Core Concepts

Actions & MCP

Actions

Actions (also called Tools in the backend) are the functions that your Agents can perform to interact with external systems and services. They extend your agents’ capabilities beyond just the language model.Built-in Actions:

Name	Description	Requires Config	Provider Choices
Internal Search	Search through your organization’s indexed documents and knowledge base	Yes	Built-in with swappable components
Web Search	Search the internet for real-time information and current events	Yes	Google, Serper, Exa, Firecrawl (optional)
Code Interpreter	Execute Python code, analyze data, and generate visualizations	No	Built-in
Image Generation	Create images from text descriptions using AI models	Yes	OpenAI, Azure OpenAI

SCIM support for common IdPs is coming soon!

Custom Actions:

API Integrations: Connect to external REST APIs
Database Operations: Query and update databases
Workflow Automation: Trigger business processes
File Operations: Read, write, and manipulate files

You can define your own Custom Actions in the Admin Panel using an OpenAPI specification.

MCP

Model Context Protocol (MCP) is an open standard that enables AI assistants to securely access external data sources and tools. Onyx can be configured as an MCP client to interact with external systems, databases, and APIs in a controlled manner.Key features of MCP:

External Data Access: Connect to databases, APIs, and file systems
Authentication: Pass through OAuth to ensure secure access to your MCP server.

(Advanced) Custom Built-in Actions

Sometimes, you need more control over your action than what is possible with a Custom Action. Since Onyx is open-source, you can extend the built-in actions to your liking!To find templates for built-in actions, see backend/onyx/tools/tool_implementations in the Onyx repository.
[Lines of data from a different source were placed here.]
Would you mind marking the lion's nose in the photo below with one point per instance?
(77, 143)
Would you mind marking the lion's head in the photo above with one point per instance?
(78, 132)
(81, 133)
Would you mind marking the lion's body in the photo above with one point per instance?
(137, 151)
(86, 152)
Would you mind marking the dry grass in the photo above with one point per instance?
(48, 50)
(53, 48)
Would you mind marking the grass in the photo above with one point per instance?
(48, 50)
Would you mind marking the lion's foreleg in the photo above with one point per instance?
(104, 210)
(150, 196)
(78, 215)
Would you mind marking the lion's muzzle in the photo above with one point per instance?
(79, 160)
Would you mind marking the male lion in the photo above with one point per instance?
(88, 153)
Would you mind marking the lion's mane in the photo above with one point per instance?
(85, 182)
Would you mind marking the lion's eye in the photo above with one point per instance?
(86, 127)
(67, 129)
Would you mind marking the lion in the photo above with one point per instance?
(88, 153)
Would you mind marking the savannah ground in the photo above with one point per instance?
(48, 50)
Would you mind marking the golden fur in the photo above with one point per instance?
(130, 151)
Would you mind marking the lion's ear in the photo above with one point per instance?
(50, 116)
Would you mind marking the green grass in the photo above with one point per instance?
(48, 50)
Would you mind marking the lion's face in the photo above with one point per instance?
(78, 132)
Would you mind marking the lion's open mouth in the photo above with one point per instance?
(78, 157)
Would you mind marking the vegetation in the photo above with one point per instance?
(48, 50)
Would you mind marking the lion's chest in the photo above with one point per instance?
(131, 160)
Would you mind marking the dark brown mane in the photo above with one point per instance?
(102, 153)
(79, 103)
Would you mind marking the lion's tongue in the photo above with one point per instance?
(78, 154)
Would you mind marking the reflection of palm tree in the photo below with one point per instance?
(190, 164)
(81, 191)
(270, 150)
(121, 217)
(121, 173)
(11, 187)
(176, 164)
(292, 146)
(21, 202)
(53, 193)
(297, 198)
Extending the codebase is not recommended for most users. Before you start, please reach out to us on Slack or Discord for support!

Agents

Agents are AI assistants with custom instructions, Actions, and data access that extend the base LLM’s capabilities.

The terms Personas, Assistants, and Agents are used interchangeably throughout Onyx and refer to the same concept.

Built-in Agents:

id: 0 Search Agent - Uses the Search Tool to answer questions from your knowledge base
id: -1 General Agent - Basic chat with no tools (basic chat with an LLM)
id: -2 Paraphrase Agent - Uses Search Tool and quotes exact snippets from sources
id: -3 Art Agent - Generates images and visual content

You can create your own Agents in the Admin Panel or by API.Most Chat endpoints require an Agent IDTo find your Agent ID, you can:

Use the GET /persona API endpoint to list all agents
In the Admin Panel: Click into an agent and check the first number in the URL

Chat

Streamed Chat Responses

The chat response system uses a packet-based architecture to deliver real-time responses to users. Instead of waiting for a complete response, the system breaks down the chat interaction into discrete packets that can be streamed incrementally.Every packet follows a consistent structure defined by the Packet class:

class Packet(BaseModel):
  ind: int        # Sequential index for ordering
  obj: PacketObj  # The actual content including type of packet

Streaming Flow:

A chat request triggers the streaming process
Various packet types are generated based on the required operations (reasoning, tool calls, AI response, documents, citations, etc.)
Packets are sent with sequential indices to maintain order
The frontend processes packets in real-time to update the UI
An OverallStop packet signals completion

Basic Message Packets

MessageStart and MessageDeltaThese packets form the core of the streaming response system:

MessageStart: Initiates a new message with initial content and final search documents (if any)
MessageDelta: Delivers incremental text content as it’s generated

Control Packets

Session and Section ManagementControl packets manage the flow and lifecycle of the streaming process:

OverallStop: Signals the end of the entire streaming session
SectionEnd: Marks the completion of a packet type (reasoning, message, citations, etc.)

Tool Packets

Tool responses are streamed in the same way as the main message response.Search Tools

SearchToolStart and SearchToolDelta handle document search operations

Image Generation

ImageGenerationToolStart, ImageGenerationToolDelta, and ImageGenerationToolHeartbeat manage AI image creation

Custom Tools

CustomToolStart and CustomToolDelta are used for MCP and custom Actions

The start packet signals the start of the tool response. The delta packets stream the results as they become available.

Reasoning Packets

Any reasoning steps are streamed so the frontend can render them as the system is processing. Reasoning packets are generally the first ones sent.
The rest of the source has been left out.